I purchased a 706z on ebay and it came with a rod. There are no markings on the rod but the guys at Broxson's think it may be a G Loomis but aren't 100%. Is there any way to tell what kind of blank I have?


----------



## fairpoint (May 9, 2013)

See what the guys at Broxson's think it is.........then GBBT... Jeremy or Victor might know....I'm more in the pre graphite age...I have a good Idea on those blanks but the graphites basically look the same to me,just different actions....


----------



## Illinijeff (Mar 28, 2011)

fairpoint said:


> See what the guys at Broxson's think it is.........


No shit????? I was hoping some of the rod builders on here would have some more insight.


----------



## fairpoint (May 9, 2013)

I was messing with You,lol....I'm telling you the guys at Gulf Breeze Bait and tackle might KNOW what you got that's what GBBT means.....Could you post a pic so we could try to see what you got ....???


----------



## Illinijeff (Mar 28, 2011)

I'll post a pic tonight.


----------



## rysher (Oct 20, 2013)

if there's no label on the rod, it is rpetty much hard to i.d. them.
most blanks have some sort of i.d. inside the blank at the butt, some have it outside, at the butt end too. 
another way is to measure the butt diameter and tip diamter and compare it to the g.loomis blanks.
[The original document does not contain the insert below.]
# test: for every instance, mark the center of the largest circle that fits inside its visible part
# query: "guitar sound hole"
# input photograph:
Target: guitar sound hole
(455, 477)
other than that, it is pretty much a guess work. you'll be going by what someone told you.


----------



## Illinijeff (Mar 28, 2011)

Here are the pictures, I can't seem to find my tape measure for measurements. It is a 9ft blank. It can sling a minnow for a mile just not sure what kind of blank it is.


----------



## Illinijeff (Mar 28, 2011)

It goes from shinny to a flat black which I think is what made them think g.loomis,


----------



## rysher (Oct 20, 2013)

it is hard to tell based on the pictures alone. 
http://www.rodbuilding.org/library/counterfeit.html


----------



## tiderider (Oct 1, 2007)

If it's flat black and has what appears to be an inner liner then it's quite possibly a Rainshadow RCJB series blank. 9ft would mean an RCJB106M.


----------



## Illinijeff (Mar 28, 2011)

I plan on selling this setup soon as I'm moving out of state. What do you think a good asking price is, just for the rod itself?


----------



## tiderider (Oct 1, 2007)

If it's a RCJB blank then it would have cost about $150 in material plus labor to build. ($100). So think of it as $250 new. Condition is everything. I typically see guys selling used custom graphite rods in the $100-$150 range, but like I said it all depends on condition.


----------